The purpose of this workshop is to bring together researchers from the wider field of perinatal and paediatric imaging, to help bridge the gap between antenatal, obstetric, and neonatal healthcare (within the so-called perinatal period, which refers to the time immediately before and after birth), and follow-up monitoring by paediatricians, using a range of quantitative imaging techniques correlated to neurodevelopmental functional tests, that are not necessarily limited to the brain.

The link between fetal organ measurement and growth characterisation, and correlation with neonatal and paediatric outcome is still an open research topic, which this workshop is trying to address. Examples for delayed organ development are thought to be caused by (often a combination of) intra-uterine growth restriction (IUGR), placental malfunction, intrauterine hypoxia and birth asphyxia, amongst many other factors.

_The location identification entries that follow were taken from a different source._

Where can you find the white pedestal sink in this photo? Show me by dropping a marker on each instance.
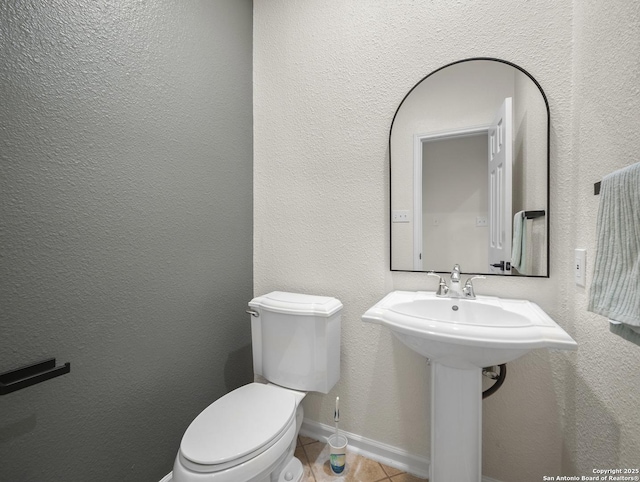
(461, 337)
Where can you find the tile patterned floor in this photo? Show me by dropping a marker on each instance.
(314, 456)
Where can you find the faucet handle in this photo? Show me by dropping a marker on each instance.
(443, 289)
(468, 286)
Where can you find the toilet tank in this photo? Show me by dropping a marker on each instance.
(296, 340)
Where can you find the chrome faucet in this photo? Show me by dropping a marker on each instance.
(454, 290)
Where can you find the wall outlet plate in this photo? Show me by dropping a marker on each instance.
(400, 216)
(580, 266)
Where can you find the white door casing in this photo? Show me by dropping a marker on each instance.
(500, 189)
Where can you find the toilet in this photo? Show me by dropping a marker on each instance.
(249, 435)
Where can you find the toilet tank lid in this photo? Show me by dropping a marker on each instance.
(297, 304)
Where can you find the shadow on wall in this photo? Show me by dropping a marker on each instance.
(238, 369)
(588, 415)
(14, 430)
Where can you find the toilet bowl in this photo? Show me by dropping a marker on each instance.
(249, 435)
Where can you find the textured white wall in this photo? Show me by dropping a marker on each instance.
(602, 425)
(328, 76)
(125, 228)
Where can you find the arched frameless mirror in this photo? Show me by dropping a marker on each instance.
(469, 154)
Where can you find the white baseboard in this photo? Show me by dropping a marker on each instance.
(374, 450)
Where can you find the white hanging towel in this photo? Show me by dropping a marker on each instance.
(615, 286)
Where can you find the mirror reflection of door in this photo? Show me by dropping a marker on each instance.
(427, 199)
(467, 222)
(500, 153)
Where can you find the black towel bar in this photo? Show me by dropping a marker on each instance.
(30, 375)
(534, 214)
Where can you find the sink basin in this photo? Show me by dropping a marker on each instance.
(463, 333)
(460, 337)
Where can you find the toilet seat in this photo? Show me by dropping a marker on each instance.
(237, 427)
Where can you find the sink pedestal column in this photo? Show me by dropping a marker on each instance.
(456, 424)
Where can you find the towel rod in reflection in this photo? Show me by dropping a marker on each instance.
(26, 376)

Monitoring developmental health, in a “womb-to-cot” approach, using perinatal imaging will enable to gain a better understanding in the interaction of these factors, develop tools to assess individual risk profiles, and provide opportunities for early intervention to improve paediatric outcome.

The target audience of this workshop will be a multi-disciplinary mix of mathematicians, engineers, physicists, and obstetricians, neonatologists, paediatricians.

Important Dates (tentative)

01 June 2012 Workshop paper submission deadline

01 July 2012 Notification of acceptance

14 July 2012 Early Bird registration deadline

30 July 2012 Deadline for camera ready papers

01 October 2012 Workshop (half day: AM or PM TBA)

The submission system will open in May 2012.

Workshop format

PaPI will run as a half day workshop, with oral sessions, a poster session and a keynote lecture (TBA). Full-length paper submissions will be peer-reviewed and published online, as well as on the MICCAI workshop USB stick.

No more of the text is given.